The Big Picture

Particle filters are an indispensable class of algorithms for a wide variety of time series models. Unfortunately,

they are complicated to describe and
they are computationally intensive.

The primary purpose of this library is to provide practitioners with the fastest and most easy-to-use code for particle filtering. All of our work/ideas will address one of these two difficulties.

First, many statisticians and data scientists aren't familiar with compiled languages. That's why it's critical to provide a friendly interface for these folks, and our current examples could use some work. We need more examples, and these examples need to clearly demonstrate how to use compiled code from within an interpreted language.

Second, we're looking to increase the speed, maintainability, and flexibility of this software. As stated above, we want this to be the "go-to" software for particle filtering.

Required Skills and Getting in Touch

All projects fall into one of two categories. Either you are either interested in

the data analysis aspect of this project, or
you are interested in software development.

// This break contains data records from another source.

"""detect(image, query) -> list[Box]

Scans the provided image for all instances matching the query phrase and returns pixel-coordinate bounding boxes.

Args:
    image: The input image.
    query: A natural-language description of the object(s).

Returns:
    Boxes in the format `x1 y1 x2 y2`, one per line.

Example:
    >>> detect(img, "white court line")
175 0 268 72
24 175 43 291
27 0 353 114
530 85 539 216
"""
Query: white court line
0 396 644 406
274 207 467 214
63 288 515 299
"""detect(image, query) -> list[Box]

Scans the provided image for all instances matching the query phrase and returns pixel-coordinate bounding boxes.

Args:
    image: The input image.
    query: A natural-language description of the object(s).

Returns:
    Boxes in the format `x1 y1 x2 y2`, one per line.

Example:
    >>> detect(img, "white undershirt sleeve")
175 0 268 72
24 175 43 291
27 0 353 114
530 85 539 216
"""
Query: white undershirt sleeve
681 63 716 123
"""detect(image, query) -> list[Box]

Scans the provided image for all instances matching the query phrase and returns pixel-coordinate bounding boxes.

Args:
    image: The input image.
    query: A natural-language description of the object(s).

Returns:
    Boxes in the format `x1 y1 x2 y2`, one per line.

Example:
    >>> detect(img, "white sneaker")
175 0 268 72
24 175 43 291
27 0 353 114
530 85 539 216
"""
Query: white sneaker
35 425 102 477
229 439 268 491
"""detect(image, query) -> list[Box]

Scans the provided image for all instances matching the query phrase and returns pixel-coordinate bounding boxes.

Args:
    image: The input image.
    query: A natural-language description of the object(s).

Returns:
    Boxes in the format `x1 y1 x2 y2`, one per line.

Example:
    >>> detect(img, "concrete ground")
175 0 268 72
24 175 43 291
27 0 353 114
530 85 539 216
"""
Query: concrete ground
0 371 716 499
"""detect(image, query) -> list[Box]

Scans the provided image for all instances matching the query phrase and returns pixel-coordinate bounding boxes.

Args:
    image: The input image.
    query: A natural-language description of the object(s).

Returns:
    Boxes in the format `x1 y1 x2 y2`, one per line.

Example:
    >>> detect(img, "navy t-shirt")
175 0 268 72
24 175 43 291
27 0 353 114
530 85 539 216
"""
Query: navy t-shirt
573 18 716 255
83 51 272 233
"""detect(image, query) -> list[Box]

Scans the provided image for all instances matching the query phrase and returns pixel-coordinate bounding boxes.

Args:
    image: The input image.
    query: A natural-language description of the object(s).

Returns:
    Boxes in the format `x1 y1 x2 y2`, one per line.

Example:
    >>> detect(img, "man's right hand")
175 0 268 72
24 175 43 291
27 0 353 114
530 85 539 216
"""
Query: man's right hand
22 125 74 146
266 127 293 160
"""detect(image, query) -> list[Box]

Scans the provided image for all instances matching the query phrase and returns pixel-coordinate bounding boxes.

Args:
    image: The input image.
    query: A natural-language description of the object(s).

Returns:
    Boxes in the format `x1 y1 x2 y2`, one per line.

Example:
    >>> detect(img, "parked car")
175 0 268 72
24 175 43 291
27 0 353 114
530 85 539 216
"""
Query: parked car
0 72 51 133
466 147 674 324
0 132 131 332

Data Analysis Projects (The Big Picture)

If you are interested in doing data analysis projects with this software, you will need a strong background in statistics and data science. Experience with time series modeling would be helpful. So would experience with R or Python.

If you're concerned about your lack of familiarity with a particular aspect of this project, please tell us. For instance, if you prefer interpreted languages such as R or Python, and are unsure about your ability to run c++ code, we can provide templates and examples, and/or pair you up with someone with complementary skills.

Software Development Projects (The Big Picture)

If you are interested in software development, we'd love to talk to you about how you can help make us the "go-to" particle filtering library.

This library is written in c++, so ideally that's your strongest language. Ideally, you will have at least some familiarity with git–that's what we use for version control. Experience with time series modeling and/or particle filtering is helpful but definitely not required.

If you would like to get involved, please drop us a line and describe which of the project ideas below sound most interesting to you. Be upfront about your strengths and weaknesses so that we can pair you up with the right people! If you have skills that span both categories, even better! Do let us know about that as well.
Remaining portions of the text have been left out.